A characteristic flavour means a clearly noticeable smell or taste other than tobacco, resulting from an additive or a combination of additives, and detectable before or during consumption of the tobacco product, see the Tobacco Control Act Section 2. Examples of such smells or flavours include fruit, spices, herbs, alcohol, confectionery, menthol or vanilla.
The prohibition means that it is only permitted to sell cigarettes and roll‑your‑own tobacco with a tobacco flavour or with no added flavour.
It is prohibited to import or sell tobacco products that contain certain additives:
- vitamins or other additives that give the impression of a health benefit or a reduced health risk
- caffeine, taurine or other additives associated with energy and vitality
- additives with CMR properties in their unburnt form
- additives that give coloured properties to emissions (does not apply to smokeless tobacco)

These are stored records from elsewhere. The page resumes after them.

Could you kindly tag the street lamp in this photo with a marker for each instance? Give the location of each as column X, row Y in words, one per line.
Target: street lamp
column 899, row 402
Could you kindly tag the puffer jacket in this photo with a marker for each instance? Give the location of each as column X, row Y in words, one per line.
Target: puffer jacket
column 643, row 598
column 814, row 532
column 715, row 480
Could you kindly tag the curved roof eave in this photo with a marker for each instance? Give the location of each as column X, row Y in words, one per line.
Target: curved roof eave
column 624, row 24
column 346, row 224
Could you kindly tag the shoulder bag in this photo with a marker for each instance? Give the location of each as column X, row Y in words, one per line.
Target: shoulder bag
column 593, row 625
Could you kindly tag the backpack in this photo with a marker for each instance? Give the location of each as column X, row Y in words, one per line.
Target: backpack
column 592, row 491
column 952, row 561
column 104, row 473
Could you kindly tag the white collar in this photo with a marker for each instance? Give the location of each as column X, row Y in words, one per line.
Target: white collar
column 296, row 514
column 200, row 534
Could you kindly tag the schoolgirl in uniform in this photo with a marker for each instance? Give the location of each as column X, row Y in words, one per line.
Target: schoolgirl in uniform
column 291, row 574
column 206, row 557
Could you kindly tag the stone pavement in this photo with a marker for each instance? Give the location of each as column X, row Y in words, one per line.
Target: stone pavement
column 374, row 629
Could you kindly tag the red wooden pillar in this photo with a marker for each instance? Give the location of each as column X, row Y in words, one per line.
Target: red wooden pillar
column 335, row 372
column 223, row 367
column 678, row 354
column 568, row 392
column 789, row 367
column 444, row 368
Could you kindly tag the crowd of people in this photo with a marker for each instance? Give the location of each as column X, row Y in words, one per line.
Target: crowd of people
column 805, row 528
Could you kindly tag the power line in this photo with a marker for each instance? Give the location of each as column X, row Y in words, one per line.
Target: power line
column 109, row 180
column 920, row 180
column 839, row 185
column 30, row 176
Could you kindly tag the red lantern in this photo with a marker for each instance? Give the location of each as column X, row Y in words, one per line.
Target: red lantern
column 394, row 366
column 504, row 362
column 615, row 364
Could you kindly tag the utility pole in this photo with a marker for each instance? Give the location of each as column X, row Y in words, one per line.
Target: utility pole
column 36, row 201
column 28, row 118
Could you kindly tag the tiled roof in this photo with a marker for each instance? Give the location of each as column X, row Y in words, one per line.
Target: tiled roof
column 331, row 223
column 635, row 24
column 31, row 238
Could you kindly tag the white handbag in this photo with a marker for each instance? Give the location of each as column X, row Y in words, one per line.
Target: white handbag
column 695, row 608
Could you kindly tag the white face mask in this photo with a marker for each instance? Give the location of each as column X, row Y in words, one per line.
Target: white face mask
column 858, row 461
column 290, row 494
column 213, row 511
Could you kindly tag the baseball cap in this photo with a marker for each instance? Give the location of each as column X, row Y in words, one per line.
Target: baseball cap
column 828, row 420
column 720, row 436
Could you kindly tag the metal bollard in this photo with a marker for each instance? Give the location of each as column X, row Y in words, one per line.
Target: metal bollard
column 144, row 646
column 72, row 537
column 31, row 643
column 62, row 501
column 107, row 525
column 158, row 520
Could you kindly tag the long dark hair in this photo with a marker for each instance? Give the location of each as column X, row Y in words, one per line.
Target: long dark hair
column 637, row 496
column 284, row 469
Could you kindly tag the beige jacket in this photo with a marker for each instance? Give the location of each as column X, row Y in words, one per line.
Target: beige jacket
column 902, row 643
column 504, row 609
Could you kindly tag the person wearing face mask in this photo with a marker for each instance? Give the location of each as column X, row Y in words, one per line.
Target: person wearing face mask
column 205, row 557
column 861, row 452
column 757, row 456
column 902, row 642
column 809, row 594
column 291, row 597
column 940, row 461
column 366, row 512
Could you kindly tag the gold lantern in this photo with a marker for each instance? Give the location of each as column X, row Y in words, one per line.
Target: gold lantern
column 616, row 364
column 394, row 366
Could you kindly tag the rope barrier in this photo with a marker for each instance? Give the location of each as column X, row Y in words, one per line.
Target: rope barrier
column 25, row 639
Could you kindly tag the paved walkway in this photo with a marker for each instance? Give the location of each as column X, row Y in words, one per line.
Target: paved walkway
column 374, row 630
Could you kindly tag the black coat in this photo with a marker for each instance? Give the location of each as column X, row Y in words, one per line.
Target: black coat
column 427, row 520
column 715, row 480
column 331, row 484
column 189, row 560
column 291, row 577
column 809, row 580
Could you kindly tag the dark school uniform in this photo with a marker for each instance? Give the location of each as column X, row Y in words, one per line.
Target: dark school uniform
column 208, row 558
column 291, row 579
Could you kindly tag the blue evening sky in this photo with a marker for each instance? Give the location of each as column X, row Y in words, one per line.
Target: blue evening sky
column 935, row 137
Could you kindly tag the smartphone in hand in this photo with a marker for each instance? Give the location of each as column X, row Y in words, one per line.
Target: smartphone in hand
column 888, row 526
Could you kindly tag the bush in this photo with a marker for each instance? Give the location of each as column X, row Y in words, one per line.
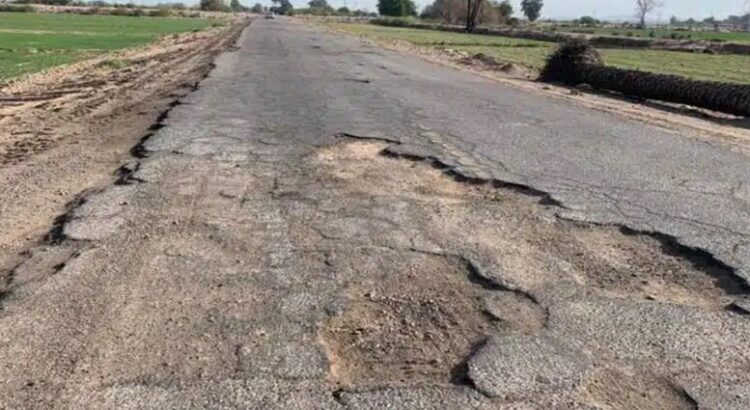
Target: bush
column 563, row 64
column 8, row 8
column 577, row 62
column 159, row 13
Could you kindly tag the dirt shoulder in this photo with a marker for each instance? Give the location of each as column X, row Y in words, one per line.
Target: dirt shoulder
column 683, row 120
column 64, row 131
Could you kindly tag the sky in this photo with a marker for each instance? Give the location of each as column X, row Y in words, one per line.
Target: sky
column 603, row 9
column 568, row 9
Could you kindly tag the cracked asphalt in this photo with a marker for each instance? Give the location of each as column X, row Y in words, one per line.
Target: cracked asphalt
column 323, row 224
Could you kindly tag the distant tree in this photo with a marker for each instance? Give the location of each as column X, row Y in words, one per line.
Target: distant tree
column 473, row 7
column 645, row 7
column 429, row 13
column 397, row 8
column 282, row 7
column 212, row 5
column 532, row 9
column 455, row 12
column 53, row 2
column 588, row 21
column 504, row 11
column 236, row 6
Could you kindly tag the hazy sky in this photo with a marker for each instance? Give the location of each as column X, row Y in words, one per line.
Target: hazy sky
column 617, row 9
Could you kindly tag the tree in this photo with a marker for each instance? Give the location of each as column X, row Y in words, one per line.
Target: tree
column 588, row 21
column 643, row 8
column 472, row 11
column 282, row 7
column 532, row 8
column 212, row 5
column 236, row 6
column 455, row 12
column 397, row 8
column 504, row 11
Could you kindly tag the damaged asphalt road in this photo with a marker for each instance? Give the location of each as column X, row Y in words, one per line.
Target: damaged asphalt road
column 326, row 225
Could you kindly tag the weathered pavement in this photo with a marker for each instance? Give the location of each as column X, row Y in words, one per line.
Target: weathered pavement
column 327, row 225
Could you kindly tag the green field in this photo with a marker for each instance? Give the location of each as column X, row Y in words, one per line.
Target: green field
column 707, row 35
column 532, row 54
column 32, row 42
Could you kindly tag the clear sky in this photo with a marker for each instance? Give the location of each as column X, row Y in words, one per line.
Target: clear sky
column 605, row 9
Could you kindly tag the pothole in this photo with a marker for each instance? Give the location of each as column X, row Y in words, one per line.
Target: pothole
column 534, row 244
column 416, row 324
column 611, row 389
column 628, row 265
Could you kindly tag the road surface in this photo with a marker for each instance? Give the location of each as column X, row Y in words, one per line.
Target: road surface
column 323, row 224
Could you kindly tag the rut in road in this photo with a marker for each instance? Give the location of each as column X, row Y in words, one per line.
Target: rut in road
column 347, row 269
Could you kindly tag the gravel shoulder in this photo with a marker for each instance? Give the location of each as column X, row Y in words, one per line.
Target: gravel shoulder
column 65, row 132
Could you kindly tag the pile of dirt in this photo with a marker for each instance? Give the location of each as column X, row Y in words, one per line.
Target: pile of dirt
column 64, row 130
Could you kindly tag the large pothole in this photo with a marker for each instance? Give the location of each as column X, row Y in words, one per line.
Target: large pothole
column 419, row 320
column 416, row 323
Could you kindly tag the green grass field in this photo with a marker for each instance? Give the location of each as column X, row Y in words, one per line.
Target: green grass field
column 680, row 34
column 532, row 54
column 31, row 42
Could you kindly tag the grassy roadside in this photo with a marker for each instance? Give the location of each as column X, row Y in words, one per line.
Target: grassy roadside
column 532, row 54
column 665, row 34
column 32, row 42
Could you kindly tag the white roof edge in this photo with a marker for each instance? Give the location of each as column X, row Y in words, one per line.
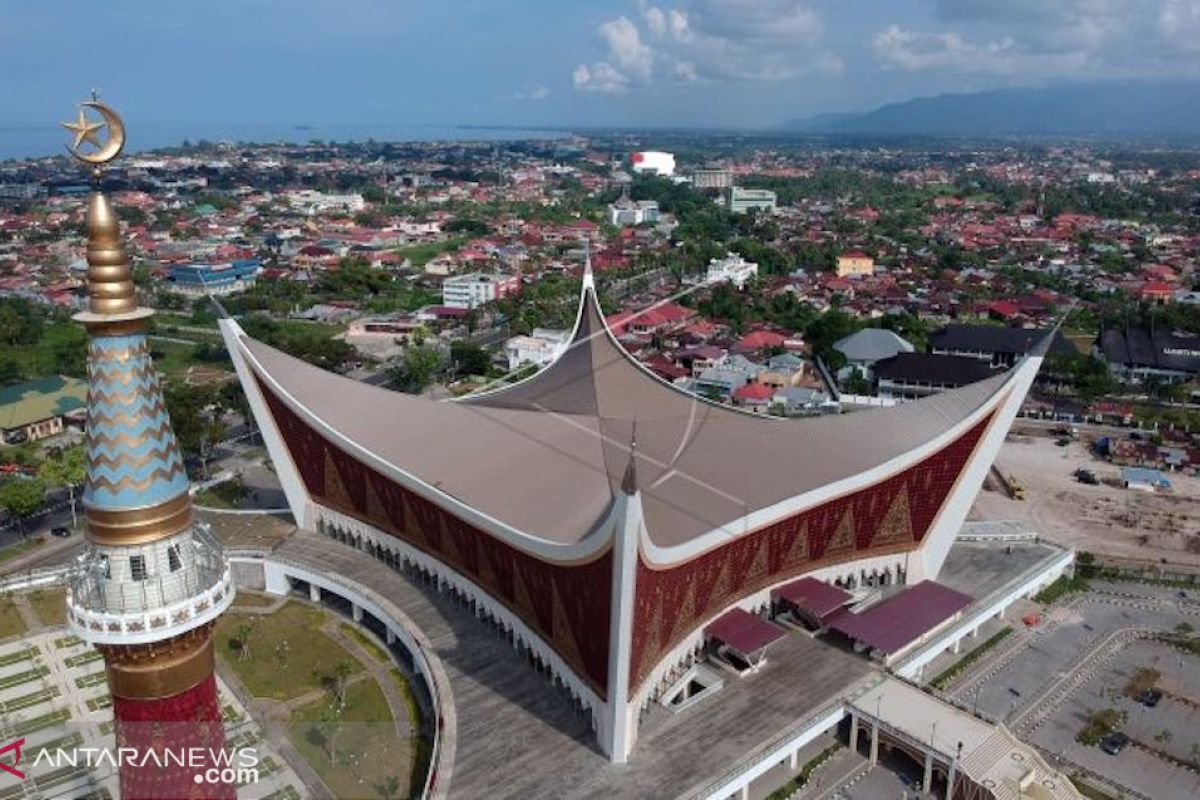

- additives in smoking tobacco that facilitate inhalation or nicotine uptake (does not apply to smokeless tobacco)
It is also prohibited to import or sell tobacco products that contain:
- additives in quantities that significantly or measurably increase the toxic or addictive effects
- additives in quantities that significantly or measurably increase the CMR properties of the product at the time of use
The prohibition on certain additives follows from the Tobacco Control Act Sections 32, 32 a and the Regulation on Tobacco Products and Related Products Section 11.
CMR properties refer to carcinogenic, mutagenic and reprotoxic substances — that is, properties relating to cancer development, as well as negative effects on genetic material and reproductive ability. Certain additives are subject to extended reporting requirements; see Appendix 1 to the Regulation on Tobacco Products and Related Products.
Waterpipe tobacco, e-cigarettes and refill containers with nicotine may not be imported or sold in Norway
It is prohibited to import and place on the market waterpipe tobacco, e-cigarettes and refill containers containing nicotine, see the Regulation on Tobacco Products and Related Products Section 46 and 47.
The Norwegian government has proposed extending the prohibition to include e-cigarettes without nicotine. Until this matter is resolved, the new rules and obligations arising from Directive 2014/40/EU (the Tobacco Products Directive) will not apply to e-cigarettes – for example the requirement to register products in EU-CEG, requirements for health warnings, or requirements for packaging design.
Prohibition of cross‑border distance sales
Cross‑border distance sales of tobacco products, e‑cigarettes and refill containers to Norwegian consumers are prohibited, meaning foreign retailers cannot legally sell such products directly to consumers in Norway, see the Tobacco Control Act Section 21 b.